One way that Bella Terra marked its territory among the generation of smaller East Coast festivals that have blossomed in the past couple years was its focus on spontaneous artwork created onsite. An 8-by-50-foot wall reserved for graffiti artists to spray live bordered creations made in past years. Also returning to Bella this year was the life-size and interactive puppetry troupe, One World Puppets, whose creatures almost blended in naturally among the crowd. Despite these defining characteristics, it felt as though attendance decreased by half from last year, perhaps in relation to the significant jump in ticket price. Or, perhaps, with summer days dwindling, people were “fested out,” ready to return to normal life with the showers and responsibilities they spent their summer avoiding.
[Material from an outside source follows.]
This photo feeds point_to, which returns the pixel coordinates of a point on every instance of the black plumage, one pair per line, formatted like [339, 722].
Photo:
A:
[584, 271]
In addition to recycling art and material from years past, some musical acts also returned to the lineup, such as Rubblebucket, Psylab, Start Making Sense (Talking Heads tribute), Jeff Bujak, the Alchemystics and local forces Higher Organix, Dirty Paris, the Chronicles and the Deadbeats. Upper-tier headliners included the Mickey Hart Band, Buckethead, Hot Buttered Rum, BoomBox, Emancipator, Papadosio and Zach Deputy.
As dusk fell Saturday evening, Rev Tor and Friends provided a happy-go-lucky soundtrack for a small assortment of people playing with a giant parachute in the grass, as one camper reflected quite audibly, “This ain’t no Camp Bisco!” Buckethead was scheduled to kick off the late-night festivities, but a late start instigated restless people to chant until the guitar god revealed himself just after 10 PM.
Known for his theatrics as much as his instrumental skill, Buckethead appeared on stage through fog-machine mist wearing the trademark KFC bucket on his head. People in the front row began a contagious wave of bowing down, as he switched from electric guitar to bass guitar during the course of his performance. As performers began spinning poi and doing various fire performances to the tune of Buckethead’s shredding, he couldn’t help but look a little bit out of place in the festival setting.
Buckethead interrupted 45 minutes of instrumental guitar thrashing to play with nunchucks and do the robot while wearing giant, red number-one foam hands. He then put down his guitar and grabbed a large bag full of toys such as squirt guns and My Little Pony figurines, and threw them into the crowd, all to the title track from the movie Space Jam, reminding all that festivals are a perfect opportunity to bring younger, carefree spirits out to play.